古くから仏教に伝わるたとえの一つに「盲亀浮木」といわれるものがあります。
ある時、お釈迦さまが次のように問われました。
「比丘(仏弟子)たちよ、たとえばここに一人の人がいて、一片の軛(くびき : 牛、馬などの大型家畜を犂や馬車、牛車、かじ棒に繋ぐ際に用いる木製の棒状器具)を大海の中に投げ入れたとする。そして、その軛には、一か所だけ孔(あな)があいていたとする。
また、ここに一匹の目の見えない亀がいて、百年に一度だけ海面に浮かんできて首を出すという。はたして、この亀が海面に浮かんできた時、その軛の孔に首を突っ込むというようなことがあるだろうか」
すると弟子の一人が「お釈迦さま、もしそのようなことがあるとしても、それはいつのことになるかわかりません」と答えました。
それに対してお釈迦さまは
「比丘たちよ、その通りである。だが、百年に一度だけ海面に浮かぶ目の見えない亀が軛の孔に首を入れることよりも、なお希有(けう:めったになくめずらしいこと)なることがあると知らなければならない。それは、一たび悪しきところに堕ちたものが、ふたたび人の身を得るということは、さらに希有だということである。」
このお釈迦さまのたとえは、「有り難う」という言葉の語源になったといわれています。それは、このたとえの真意を後代の仏教徒が、次のような偈をもって言い表し、今日に至るまで唱え続けられていることからも知ることができます。
「人身うけがたし、今すでに受く。
仏法あいがたし、今すでに聞く。
この身、今生において度せずんば、
いずれの生においてかこの身を度せん」
これを意訳すると、「私たちは今生まれ難い人間に生まれ、あい難い仏法に出あい、今その教え聞いている。このいのちのある間に覚りを得ることができなければ、次にいつ人間に生まれ、仏法にであい覚りを得ることができるかわからない。かならず、この機会に覚りを得なければならない」ということになります。
ところが、私たちは今ここに人間としてこの世に生を受けていますが、「これまで人間に生まれたことを喜んだことがありますか」と問われると、気がつけば私は既に人間として生きていましたから、よほど何か特別なことがなければ、自分が人間として生まれ、人間として生きていることに喜びを感じることはないかもしれません。

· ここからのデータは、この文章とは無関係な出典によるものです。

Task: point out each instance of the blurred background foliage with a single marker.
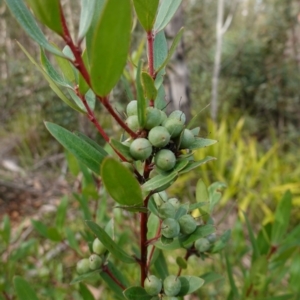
(257, 126)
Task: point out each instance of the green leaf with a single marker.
(28, 23)
(201, 143)
(110, 245)
(61, 213)
(190, 284)
(49, 13)
(160, 182)
(146, 12)
(136, 293)
(166, 11)
(87, 11)
(121, 148)
(82, 150)
(282, 218)
(149, 87)
(120, 183)
(6, 229)
(256, 253)
(141, 101)
(160, 49)
(23, 289)
(110, 46)
(195, 164)
(85, 292)
(172, 49)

私たちは、自分が今ここにこうして生きていることをあまりにも当然のこととしています。そして、普段の生活の中ではしばしば自分と他人を比較し、幸福と不幸の間をいったりきたりしながら、何となく何かが足りないと思い悩んだりしています。そのため、その足りない何かを求めては右往左往しています。
この「何かが足りない」という思いは、言い換えると「何が足りないのか分からない」ということです。自分がいったい何を求めているのか分からなければ、つまるところ何を手にしたとしても、決して本当の意味で満たされるということはないのではないでしょうか。このように、求めても求めても決して満たされることのないままに空しく過ぎていくあり方を仏教では「空過(くうか)といいます。」
源信僧都は「宝の山に入りて、手を空しくして帰ることなかれ」と述べておられます。思い返せば、日常においては当たり前のように電気や水道等のある生活をしていますから、テレビを見たり、水を飲んだり、風呂に入ったり、自動車で移動したりする度、そのことについて特別な喜びを感じることはありません。けれども、台風等の自然災害によって、電気や水道、ガスなどが止まったりすると、途端に生活に支障をきたしてしまいます。そのため、それらが復旧すると、日頃いかにそれらによって支えられ快適な生活を送ることができているかを知らしめられることになります。
私たちは、仏法を聞くことによって初めて、人間に生まれ仏法を聞くことのできる人生は、まさに「宝の山」であることを知り、だからこそ真実の宝である「南無阿弥陀仏」のはたらきによって、このいのちが終わるとき、「空しかった」という言葉で砕け散っていくのではなく、人生最高の「成仏」というかたちで成就していくいのちを生きる私となることができたことを心から喜びたいものです。